For the truly adventurous, a remote destination can be an ideal place for a vacation. If you love exploring little-known spaces and thrive on outdoor adventures, the discovery of a national park will be the best fun you'll have. Prominent national parks like Yellowstone and the Grand Canyon are great to visit, but you could uncover some beautiful spots that aren't so well-known if you're willing to seek them out.
Isle Royale is a remote island on Lake Superior in Michigan. The surrounding body of water is a great spot for swimming, kayaking, and diving. The far-off island itself offers enjoyable solitude during hiking and backpacking trips, as well as a chance to admire Lake Superior from a unique vantage point. Plan to ride over on the Ranger III boat.
Dry Tortugas National Park is still part of the United States park system, but visitors will have to travel by seaplane or boat to get there. Near Florida's Key West islands, Dry Tortugas features gorgeous waterside views and access to Fort Jefferson. After checking out the nineteenth-century fort, you can camp on the beach, go snorkeling or diving, or take stock of the diverse bird and fish species.
The Gates of the Arctic National Park and Preserve is as far north as your search for national parks in the United States will take you. When you arrive, you can do your best to take in seven million acres of untamed land. Few spaces are this pristine, as there are no roads or trails present in the park. Walking among caribou and other wildlife, you can observe rivers, glacier-cut valleys, and a skyline that undergoes vivid seasonal changes.
Great Basin National Park encourages park-goers to explore Lehman Caves. These caves are only accessible with a tour guide, but they're worth seeing for the three hundred rock formations within. In addition, enjoy the challenge of hiking up Wheeler Peak. While Nevada is known for its formidable desert landscape, Great Basin National Park boasts a variety of trees and plenty of peaks and valleys to trek across.

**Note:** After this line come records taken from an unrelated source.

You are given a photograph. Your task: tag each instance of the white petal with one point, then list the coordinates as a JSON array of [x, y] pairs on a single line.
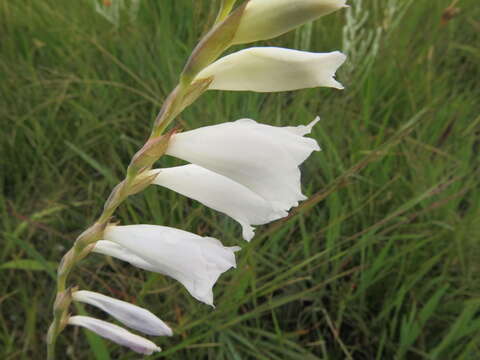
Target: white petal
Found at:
[[263, 158], [265, 19], [116, 334], [110, 248], [195, 261], [270, 69], [220, 193], [131, 315]]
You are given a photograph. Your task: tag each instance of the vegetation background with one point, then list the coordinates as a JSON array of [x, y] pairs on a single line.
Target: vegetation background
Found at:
[[382, 261]]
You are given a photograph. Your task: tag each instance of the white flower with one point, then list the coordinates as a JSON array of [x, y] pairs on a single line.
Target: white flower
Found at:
[[265, 19], [220, 193], [197, 262], [115, 333], [110, 248], [270, 69], [262, 158], [131, 315]]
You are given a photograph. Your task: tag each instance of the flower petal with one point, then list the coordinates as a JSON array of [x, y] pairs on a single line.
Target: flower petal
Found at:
[[131, 315], [265, 19], [270, 69], [263, 158], [220, 193], [116, 334], [195, 261]]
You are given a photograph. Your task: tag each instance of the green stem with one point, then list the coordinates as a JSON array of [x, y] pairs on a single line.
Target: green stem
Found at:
[[173, 106]]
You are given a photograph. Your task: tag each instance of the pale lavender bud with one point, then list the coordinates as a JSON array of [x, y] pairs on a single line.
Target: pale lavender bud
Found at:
[[116, 334]]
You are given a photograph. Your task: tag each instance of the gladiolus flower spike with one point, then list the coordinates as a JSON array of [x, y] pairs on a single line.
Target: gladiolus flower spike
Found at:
[[244, 169]]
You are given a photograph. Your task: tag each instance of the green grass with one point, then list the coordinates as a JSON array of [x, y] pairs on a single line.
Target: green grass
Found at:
[[382, 261]]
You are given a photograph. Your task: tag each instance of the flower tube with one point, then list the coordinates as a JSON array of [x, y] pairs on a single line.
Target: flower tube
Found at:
[[197, 262], [272, 69], [262, 158], [131, 315], [266, 19], [115, 333]]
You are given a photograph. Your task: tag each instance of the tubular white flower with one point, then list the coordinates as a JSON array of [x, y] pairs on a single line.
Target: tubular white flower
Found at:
[[263, 158], [110, 248], [116, 334], [265, 19], [271, 69], [131, 315], [197, 262], [220, 193]]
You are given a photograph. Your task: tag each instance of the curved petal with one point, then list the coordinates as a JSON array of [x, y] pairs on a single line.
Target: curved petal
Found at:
[[263, 158], [110, 248], [220, 193], [116, 334], [271, 69], [197, 262], [131, 315], [265, 19]]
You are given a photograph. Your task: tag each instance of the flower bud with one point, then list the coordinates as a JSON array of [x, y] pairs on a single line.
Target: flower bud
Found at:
[[270, 69], [266, 19], [131, 315], [115, 333]]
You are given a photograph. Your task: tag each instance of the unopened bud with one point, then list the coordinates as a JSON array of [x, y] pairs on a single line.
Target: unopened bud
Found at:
[[213, 44], [89, 236], [266, 19]]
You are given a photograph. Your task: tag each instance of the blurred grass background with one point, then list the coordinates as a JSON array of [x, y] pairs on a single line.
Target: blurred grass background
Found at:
[[382, 261]]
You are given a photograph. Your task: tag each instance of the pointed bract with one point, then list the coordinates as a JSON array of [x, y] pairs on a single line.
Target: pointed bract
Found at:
[[262, 158], [131, 315], [271, 69], [116, 334], [197, 262], [220, 193], [266, 19]]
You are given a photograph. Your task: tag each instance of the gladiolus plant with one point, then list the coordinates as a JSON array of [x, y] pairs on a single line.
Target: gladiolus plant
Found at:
[[245, 169]]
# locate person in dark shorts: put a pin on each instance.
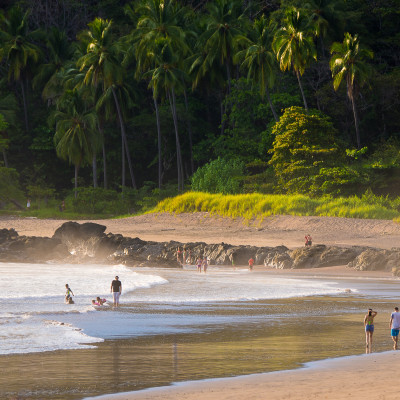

Minnesota's Voyageurs National Park is rich with water features thanks to its many lakes and waterways, which cover approximately forty percent of the area. There are still plenty of trails to traverse and foliage to admire. For winter vacationers, the frozen lakes open up opportunities to trot out the cross-country skis or enjoy some snowmobiling. If you visit during the spring and summer, you can find an assortment of edible berries to enjoy.
Within Congaree National Park, you can follow the Congaree River or seek out the Wateree River, which travels through this hardwood forest. Explore the area by walking the boardwalk, or float down the river and see the sights by kayak. The park is home to an array of fish, snakes, and other animals. In addition to taking stock of the biodiversity, you can also observe how the rivers nourish the plant life and support the long-standing trees in the swamp.
Bryce Canyon National Park has tough competition when it comes to attracting visitors, as it's close to Zion and Grand Canyon National Parks. Those who choose this destination are rewarded with beautiful rock columns carved by erosion and frost. Ranger-sponsored programs allow visitors to safely explore the area at night and take horseback tours of the park. Explore stunning sights from the four forest plateaus.
The wildflowers that bloom in Pinnacles National Park make this spot a great destination in the spring. Bird watchers can also seek out this under-visited park to see the falcons, eagles, and condors native to the area. Plenty of trails take you through stretches of desert, sparse flora, and bright skyline. Escape the sun and sky by exploring the two talus caves formed by immense boulders that sit between ravines.
Boasting more than eighty miles of trails, Guadalupe Mountains National Park can give experienced hikers a serious challenge. During the trip, canyons, stretches of desert, and peaks allow you to take in the splendor of the Texas landscape. The peaks at Guadalupe Mountains are among the highest in Texas, and the fall season offers lovely foliage views.
Outside of a trip to Alaska, North Cascades National Park offers visitors the most glacier views of any national park. In fact, many of the hiking trails take explorers up close to some of these glaciers. This area receives significant snowfall each year, but visitors can still enjoy a plethora of outdoor activities. Evergreen trees line the land, and rivers run through North Cascades, which can be perfect for kayaking and rafting.
Channel Islands National Park is remote enough to demand travel by boat. Once you arrive at this island chain, you can see the splendor of the Pacific Coast. Five of the eight islands at the park are protected, as they contain a wealth of animals native to this small area. On top of providing scenic hiking trails, and the opportunity to investigate an early twentieth-century lighthouse, water lovers can take a dip and explore the sea caves at Santa Cruz Islands.
While Rocky Mountain National Park dominates the conversation around Colorado parks, the curious traveler can find the unpolished, natural charms of Black Canyon of the Gunnison National Park. This location stands out for its canyon, which reaches such an astounding depth that sunlight barely reaches it. While there are hiking trails at the north and south rims, the limited development makes them challenging. For those up to the challenge, this park offers views that are deprived to most.